This week’s curiosity box covers topics that revolve around what I do when it is winter: scrap ice of windscreens, read, and sip hot chocolate.

This curiosity box covers the following topics.

1 – Why and how does ice form on windscreens?

2 – How do you get rid of pests without killing them?

3 – What is the history of hot chocolate?


1 – Why and how does ice form on windscreens?

As much as I like the festivities during winter, I dislike the difficulties that come with the mornings. I find myself expending my motivation and energy just to get myself to the train station in a 4-degree pitch-dark 6’o clock morning. But what really gets to me is when I first need to get rid of a good thick layer of ice that formed on the windscreen before heading off.

As I was scraping the ice out, I wondered to myself. The windscreen was dry since last night, there was no rain, and the temperature is well above freezing point. The inner curiosity sprang up to know why and how ice forms on a windscreen despite all the conditions I just mentioned.

Recap primary school physics. Radiation is the emission or transmission of energy through space, and all objects emit radiation in the infrared spectrum (i.e. in simpler terms – heat). Convection is the process when the heat is transferred from hot places to cold places.

Compared to the dark night sky, the glass is hotter; therefore, it emits radiation outwards towards the sky. Also, because glass is a poor conductor of heat, it does not absorb enough need from the atmosphere. The water vapour in the atmosphere condenses on the windscreen. Water combined with the loss of heat due to radiation and the lack of heat absorbed due to convection leads to ice formation.

Interestingly, around 400BC, Persians took advantage of the same principle to make ice in the desserts. They placed water in shallow trays in deep well-isolated holes exposed to the dark night sky. Along with other perishable food items, they then stored ice in Yakhchāls. And Yakhchāls made it convenient to make a sweet cold dessert that still exists today – the Faloodeh. Who would have thought that scraping ice before work has a link to Faloodeh?


2 – How do you get rid of pests without killing them?

A book I am reading this week is So Close to Heaven by Barbara Crossette. The book talks about Buddhism practices in the Himalayan countries and the many problems it faces. Like all religion, Buddhism too has its instructions codified in textbooks that are hundreds of years old. Monks and Lamas take years of disciplined training to learn and apply the teachings from the books into practice.

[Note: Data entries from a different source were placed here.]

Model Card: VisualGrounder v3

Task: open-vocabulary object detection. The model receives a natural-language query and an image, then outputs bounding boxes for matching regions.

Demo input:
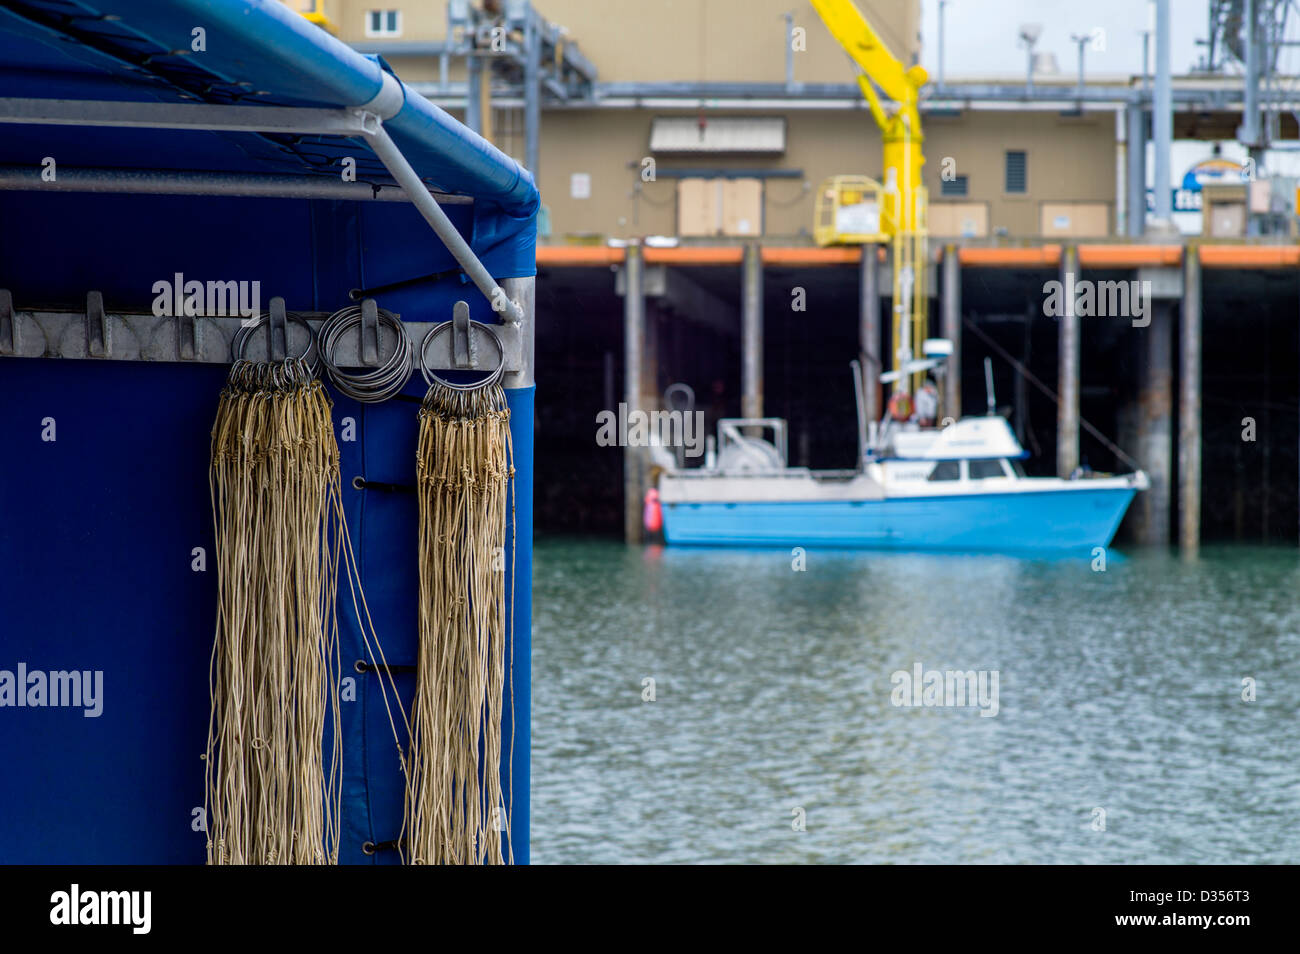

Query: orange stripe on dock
[1198,245,1300,267]
[957,245,1061,267]
[643,246,744,265]
[1077,245,1181,267]
[761,247,866,266]
[535,246,625,266]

Because of a shift in ideologies due to globalization, the new generation is not showing the needed interests to carry the lessons from the book forward. However, monks have a more significant concern – the ancient textbooks is like a Michelin star buffet for a tiny insect called the Silverfish.

You might wonder that a simple step would be to call pest control. But that is where the problem lies. Buddhism prohibits to injure and harm animals, including the little pests. This led to the question that got me curious – how do you get rid of pests without killing them.

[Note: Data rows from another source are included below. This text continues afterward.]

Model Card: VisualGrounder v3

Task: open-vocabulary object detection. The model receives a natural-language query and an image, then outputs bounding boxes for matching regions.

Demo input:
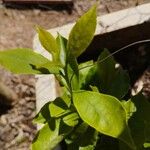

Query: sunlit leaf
[56,33,67,66]
[32,119,62,150]
[73,91,135,149]
[36,61,62,74]
[67,5,97,57]
[63,112,79,127]
[32,119,72,150]
[0,48,57,74]
[37,26,59,61]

The Silverfish is not one of your pleasant-looking insects. This wingless anthropoid loves to eat any starchy kind of substance, including books, glue, cereal, and flour. Completely sealing off books will not necessarily get rid of the Silverfish because they can go without food for a year. So they will continue to linger around until they find something else to eat.

The three simple steps to get rid of pests without killing them are prevent, repel, and remove. Here are a few suggestions to get rid of common pests you will find around your house.

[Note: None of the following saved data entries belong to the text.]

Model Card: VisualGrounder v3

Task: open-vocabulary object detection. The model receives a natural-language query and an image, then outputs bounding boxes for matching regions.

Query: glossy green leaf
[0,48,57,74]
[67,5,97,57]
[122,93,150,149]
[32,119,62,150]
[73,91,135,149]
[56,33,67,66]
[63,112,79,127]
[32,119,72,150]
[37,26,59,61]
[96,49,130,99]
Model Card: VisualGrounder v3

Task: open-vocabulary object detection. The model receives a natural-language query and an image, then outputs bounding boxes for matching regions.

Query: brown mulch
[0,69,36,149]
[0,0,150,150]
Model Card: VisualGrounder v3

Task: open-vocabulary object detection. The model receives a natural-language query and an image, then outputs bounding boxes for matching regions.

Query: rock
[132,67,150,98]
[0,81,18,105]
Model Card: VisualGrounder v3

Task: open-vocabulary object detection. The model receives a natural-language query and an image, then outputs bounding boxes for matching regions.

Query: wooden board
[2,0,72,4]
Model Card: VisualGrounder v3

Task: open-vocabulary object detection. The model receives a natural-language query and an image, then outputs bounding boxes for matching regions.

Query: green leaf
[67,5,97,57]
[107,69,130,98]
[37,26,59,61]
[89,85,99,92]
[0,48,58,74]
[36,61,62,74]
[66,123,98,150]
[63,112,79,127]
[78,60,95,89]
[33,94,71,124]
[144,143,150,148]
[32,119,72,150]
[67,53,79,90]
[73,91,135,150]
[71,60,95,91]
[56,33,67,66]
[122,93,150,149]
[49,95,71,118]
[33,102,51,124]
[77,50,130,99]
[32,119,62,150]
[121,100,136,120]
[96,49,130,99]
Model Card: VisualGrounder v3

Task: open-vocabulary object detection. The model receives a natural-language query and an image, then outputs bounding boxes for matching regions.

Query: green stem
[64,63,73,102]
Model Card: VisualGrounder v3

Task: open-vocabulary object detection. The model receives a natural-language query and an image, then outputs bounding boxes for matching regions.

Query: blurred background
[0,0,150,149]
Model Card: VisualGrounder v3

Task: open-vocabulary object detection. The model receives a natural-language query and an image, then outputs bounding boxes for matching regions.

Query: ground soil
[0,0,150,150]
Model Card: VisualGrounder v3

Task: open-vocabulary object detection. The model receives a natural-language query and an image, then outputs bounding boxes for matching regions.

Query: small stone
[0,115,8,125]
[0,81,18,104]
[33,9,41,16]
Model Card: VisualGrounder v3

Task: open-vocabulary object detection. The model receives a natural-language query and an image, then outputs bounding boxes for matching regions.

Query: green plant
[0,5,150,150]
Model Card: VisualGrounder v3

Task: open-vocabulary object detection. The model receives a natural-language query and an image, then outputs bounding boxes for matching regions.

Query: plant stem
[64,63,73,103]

  • Ants – use a vacuum cleaner to suck the ants out. Empty the dust collector a little away from the house, possibly in a garden.
  • Rodents – Simple. Get a cat.
  • Cockroaches – use bay leaves; they apparently hate the smell of bay leaves.
  • Fleas – apply Vaseline on a plate and keep it under nightlight. Nightlight attracts the fleas, and they get stuck on Vaseline. The next morning you can take the plate out and sprinkle sand on the plate. The fleas then use the sand particles to get out.

You might wonder how Buddhist got rid of Silverfish. Well, they had to seal the books and ensured there were no other silverfish friendly food items around.


3 – What is the history of hot chocolate?

For me, a sweet and soothing elixir during the winter months is hot chocolate. Just a small portion lifts my spirits up, and I sleep better. However, this drink does not have a sweet past. The very first form of this warm and sweet drink was precisely its opposite: it was cold, bitter, and mixed with chillies.

Approximately in 1900BC, people in Mesoamerica (present-day Mexico) were drinking chocolate made from ground-up cocoa seeds mixed with water, cornmeal, and chilli. The Mayans revered Kulkulkan, a winged God, and believed that it was Kulkulkan that blessed them with the cocoa seeds. They would pour the drink back and forth between cups until a thick foam is formed and they enjoyed the beverage cold.

The drink was reserved for the royals and for those who are willing to fight. Drinking the cold and bitter drink was a regular military routine for the Aztec warriors.

In the 1500s, the drink founds its way to Spain. There were many uses for the cocoa seeds in Europe. It was considered an aphrodisiac and was used in treating stomach pains. To make the drink more palatable, honey and sugar were added to it. And viola – the sweet powered cocoa tasted better. After the invention of the cocoa seed press, the chocolate came into existence, and the rest is history.